- 12/12/2016 (6:25:01 pm)
- Bob Mulrenin
…
STAMFORD, Conn., December 12, 2016 - World Wrestling Entertainment, Inc. (NYSE:WWE) today announced its intention to offer, subject to market conditions and other factors, $175 million aggregate principal amount of convertible senior notes due 2023 (the “notes”) in a private placement to qualified institutional buyers pursuant to Rule 144A under the Securities Act of 1933, as amended (the “Act”). WWE also expects to grant the initial purchasers of the notes a 30-day option to purchase up to an additional $26.25 million aggregate principal amount of the notes.
The notes will be unsecured, senior obligations of WWE and interest will be payable semi-annually in arrears. The notes will be convertible into cash, shares of WWE’s Class A common stock or a combination thereof, at WWE’s election. The interest rate, conversion rate and other terms of the notes are to be determined upon pricing of the offering.

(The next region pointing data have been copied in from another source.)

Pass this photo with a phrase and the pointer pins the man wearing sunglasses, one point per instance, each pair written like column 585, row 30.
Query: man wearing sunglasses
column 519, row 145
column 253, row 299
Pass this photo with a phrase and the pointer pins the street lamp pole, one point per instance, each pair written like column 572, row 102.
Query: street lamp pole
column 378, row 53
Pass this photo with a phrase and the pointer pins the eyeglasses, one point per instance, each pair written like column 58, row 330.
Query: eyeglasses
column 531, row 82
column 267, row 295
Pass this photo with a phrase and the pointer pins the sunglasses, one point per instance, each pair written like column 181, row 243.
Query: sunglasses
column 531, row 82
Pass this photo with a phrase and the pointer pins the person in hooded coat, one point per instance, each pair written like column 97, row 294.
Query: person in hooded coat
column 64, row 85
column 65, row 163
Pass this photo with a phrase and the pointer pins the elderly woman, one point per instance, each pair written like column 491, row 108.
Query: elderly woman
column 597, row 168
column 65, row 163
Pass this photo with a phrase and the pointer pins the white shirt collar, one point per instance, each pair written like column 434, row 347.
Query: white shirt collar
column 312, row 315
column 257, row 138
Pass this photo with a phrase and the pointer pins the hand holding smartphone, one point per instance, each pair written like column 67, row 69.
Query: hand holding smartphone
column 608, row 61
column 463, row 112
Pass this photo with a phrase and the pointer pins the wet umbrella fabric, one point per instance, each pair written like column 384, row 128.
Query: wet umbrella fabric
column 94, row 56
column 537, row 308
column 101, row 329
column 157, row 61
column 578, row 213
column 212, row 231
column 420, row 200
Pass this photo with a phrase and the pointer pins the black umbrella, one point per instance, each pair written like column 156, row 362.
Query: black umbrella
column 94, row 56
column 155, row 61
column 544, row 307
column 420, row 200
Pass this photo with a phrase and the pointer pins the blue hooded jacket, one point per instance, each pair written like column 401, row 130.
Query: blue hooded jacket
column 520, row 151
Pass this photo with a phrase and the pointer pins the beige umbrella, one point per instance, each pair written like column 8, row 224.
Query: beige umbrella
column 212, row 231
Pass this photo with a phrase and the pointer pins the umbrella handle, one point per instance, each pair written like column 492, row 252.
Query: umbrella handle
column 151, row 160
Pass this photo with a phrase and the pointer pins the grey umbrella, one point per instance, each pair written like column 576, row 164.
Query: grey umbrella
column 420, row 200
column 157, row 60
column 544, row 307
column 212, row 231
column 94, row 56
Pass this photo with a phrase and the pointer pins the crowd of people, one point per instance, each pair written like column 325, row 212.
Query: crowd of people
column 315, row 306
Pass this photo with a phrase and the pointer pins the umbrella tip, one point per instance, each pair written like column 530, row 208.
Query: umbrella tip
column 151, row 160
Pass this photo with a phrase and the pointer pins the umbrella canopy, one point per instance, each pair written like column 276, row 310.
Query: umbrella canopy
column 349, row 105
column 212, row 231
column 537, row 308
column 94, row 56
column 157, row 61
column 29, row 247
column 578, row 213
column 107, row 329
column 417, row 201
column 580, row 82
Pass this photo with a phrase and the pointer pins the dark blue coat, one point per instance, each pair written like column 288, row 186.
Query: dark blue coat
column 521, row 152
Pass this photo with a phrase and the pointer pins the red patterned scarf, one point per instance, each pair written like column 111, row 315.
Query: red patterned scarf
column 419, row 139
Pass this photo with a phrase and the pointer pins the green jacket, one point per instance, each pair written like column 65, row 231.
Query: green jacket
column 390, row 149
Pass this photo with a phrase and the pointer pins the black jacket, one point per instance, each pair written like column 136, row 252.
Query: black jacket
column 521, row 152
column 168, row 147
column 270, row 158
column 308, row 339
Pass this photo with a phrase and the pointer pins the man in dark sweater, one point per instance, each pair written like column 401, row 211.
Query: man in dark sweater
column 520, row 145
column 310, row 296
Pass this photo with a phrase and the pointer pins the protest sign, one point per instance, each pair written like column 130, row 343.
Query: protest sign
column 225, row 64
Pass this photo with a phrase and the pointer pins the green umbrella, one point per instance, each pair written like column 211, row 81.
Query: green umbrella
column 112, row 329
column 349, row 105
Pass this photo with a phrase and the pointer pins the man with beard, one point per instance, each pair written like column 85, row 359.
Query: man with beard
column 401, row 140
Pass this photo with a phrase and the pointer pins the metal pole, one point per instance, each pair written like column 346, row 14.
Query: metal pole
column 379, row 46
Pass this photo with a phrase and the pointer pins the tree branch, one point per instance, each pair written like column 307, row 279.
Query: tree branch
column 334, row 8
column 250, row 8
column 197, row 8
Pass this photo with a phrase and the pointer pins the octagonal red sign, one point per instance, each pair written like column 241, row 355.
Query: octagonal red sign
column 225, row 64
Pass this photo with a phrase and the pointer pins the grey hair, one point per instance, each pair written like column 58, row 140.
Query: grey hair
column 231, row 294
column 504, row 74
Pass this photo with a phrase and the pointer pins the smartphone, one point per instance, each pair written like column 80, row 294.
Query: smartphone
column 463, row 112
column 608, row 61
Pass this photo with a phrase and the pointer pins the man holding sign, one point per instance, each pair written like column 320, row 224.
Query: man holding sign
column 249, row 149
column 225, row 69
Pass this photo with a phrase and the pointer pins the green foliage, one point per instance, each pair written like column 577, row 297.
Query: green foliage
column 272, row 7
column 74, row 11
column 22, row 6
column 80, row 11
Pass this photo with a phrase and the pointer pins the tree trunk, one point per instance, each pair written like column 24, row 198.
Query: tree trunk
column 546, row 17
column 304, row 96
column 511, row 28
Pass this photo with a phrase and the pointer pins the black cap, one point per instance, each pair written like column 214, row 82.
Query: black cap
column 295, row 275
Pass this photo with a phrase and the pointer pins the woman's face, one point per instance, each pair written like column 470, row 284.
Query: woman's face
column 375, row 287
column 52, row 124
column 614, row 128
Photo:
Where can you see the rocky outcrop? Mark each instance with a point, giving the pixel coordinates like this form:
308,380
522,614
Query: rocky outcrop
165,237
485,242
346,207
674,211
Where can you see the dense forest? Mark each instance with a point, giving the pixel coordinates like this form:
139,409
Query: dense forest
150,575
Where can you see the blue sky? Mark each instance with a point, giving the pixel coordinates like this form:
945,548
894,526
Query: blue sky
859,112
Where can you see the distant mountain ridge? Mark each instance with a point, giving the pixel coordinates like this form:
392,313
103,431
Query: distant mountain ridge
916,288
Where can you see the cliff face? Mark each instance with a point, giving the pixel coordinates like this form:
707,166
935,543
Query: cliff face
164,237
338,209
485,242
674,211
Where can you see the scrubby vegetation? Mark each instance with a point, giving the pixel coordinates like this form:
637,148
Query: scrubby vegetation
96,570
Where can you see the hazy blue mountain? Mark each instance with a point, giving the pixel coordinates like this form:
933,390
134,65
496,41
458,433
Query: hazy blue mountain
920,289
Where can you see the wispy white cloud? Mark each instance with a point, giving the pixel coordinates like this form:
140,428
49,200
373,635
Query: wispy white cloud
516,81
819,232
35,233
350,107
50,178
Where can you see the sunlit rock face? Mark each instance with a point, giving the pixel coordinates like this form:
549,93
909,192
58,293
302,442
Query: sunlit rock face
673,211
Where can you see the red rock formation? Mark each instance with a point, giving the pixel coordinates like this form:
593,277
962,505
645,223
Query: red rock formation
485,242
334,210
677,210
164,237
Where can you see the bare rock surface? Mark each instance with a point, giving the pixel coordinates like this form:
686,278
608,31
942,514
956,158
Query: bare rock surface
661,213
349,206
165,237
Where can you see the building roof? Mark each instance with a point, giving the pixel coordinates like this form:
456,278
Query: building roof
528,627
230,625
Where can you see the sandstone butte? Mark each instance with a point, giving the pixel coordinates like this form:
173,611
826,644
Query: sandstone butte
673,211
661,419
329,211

WWE expects to use a portion of the net proceeds of the offering of the notes to support the execution of the company’s longterm growth strategy and for general corporate purposes. In addition, part of the proceeds will be used to pay the cost of the convertible note hedge transactions described below (after such cost is partially offset by the proceeds to WWE from the warrant transactions described below).
In connection with the pricing of the notes, WWE expects to enter into convertible note hedge transactions with one or more of the initial purchasers or their respective affiliates (the “option counterparties”). WWE also expects to enter into warrant transactions with the option counterparties. The convertible note hedge transactions are expected generally to reduce the potential dilution to WWE’s Class A common stock upon any conversion of the notes and/or offset any cash payments WWE is required to make in excess of the principal amount of converted notes, as the case may be, in the event that the market price per share of WWE’s Class A common stock, as measured under the terms of the convertible note hedge transactions, is greater than the strike price of the convertible note hedge transactions (which initially corresponds to the initial conversion price of the notes and is subject to certain adjustments substantially similar to those contained in the notes). However, the warrant transactions could separately have a dilutive effect to the extent that the market price per share of WWE’s Class A common stock as measured over the measurement period at the maturity of the warrants exceeds the applicable strike price of the warrants. If the initial purchasers exercise their option to purchase additional notes, WWE expects to enter into additional convertible note hedge transactions and additional warrant transactions with the option counterparties.
In connection with establishing their initial hedges of the convertible note hedge and warrant transactions, WWE has been advised that the option counterparties or their respective affiliates expect to enter into various derivative transactions with respect to WWE’s Class A common stock concurrently with or shortly after the pricing of the notes. This activity could increase (or reduce the size of any decrease in) the market price of WWE’s Class A common stock or the notes at that time. In addition, WWE has been advised that, in connection with the convertible note hedge and warrant transactions, the option counterparties or their respective affiliates may modify their hedge positions by entering into or unwinding various derivatives with respect to WWE’s Class A common stock and/or purchasing or selling shares of WWE’s Class A common stock or other securities of WWE in secondary market transactions following the pricing of the notes and prior to the maturity of the notes (and are likely to do so during any observation period related to a conversion of notes). This activity could also cause or avoid an increase or a decrease in the market price of WWE’s Class A common stock or the notes, which could affect the ability of noteholders to convert the notes and, to the extent the activity occurs during any observation period related to a conversion of the notes, it could affect the number of shares and value of the consideration that noteholders will receive upon conversion of notes. The convertible note hedge transactions and warrant transactions have not been, and will not be, registered under the Act or the securities laws of any other jurisdiction and, unless so registered, may not be offered or sold in the United States except pursuant to an exemption from such registration requirements.
The notes will be offered to qualified institutional buyers pursuant to Rule 144A under the Act. Neither the notes nor the shares of WWE’s Class A common stock issuable upon conversion of the notes, if any, have been, nor will be, registered under the Act or the securities laws of any other jurisdiction, and unless so registered, may not be offered or sold in the United States except pursuant to an exemption from such registration requirements.
This announcement is neither an offer to sell nor a solicitation of an offer to buy any of these securities and shall not constitute an offer, solicitation, or sale in any jurisdiction in which such offer, solicitation, or sale is unlawful.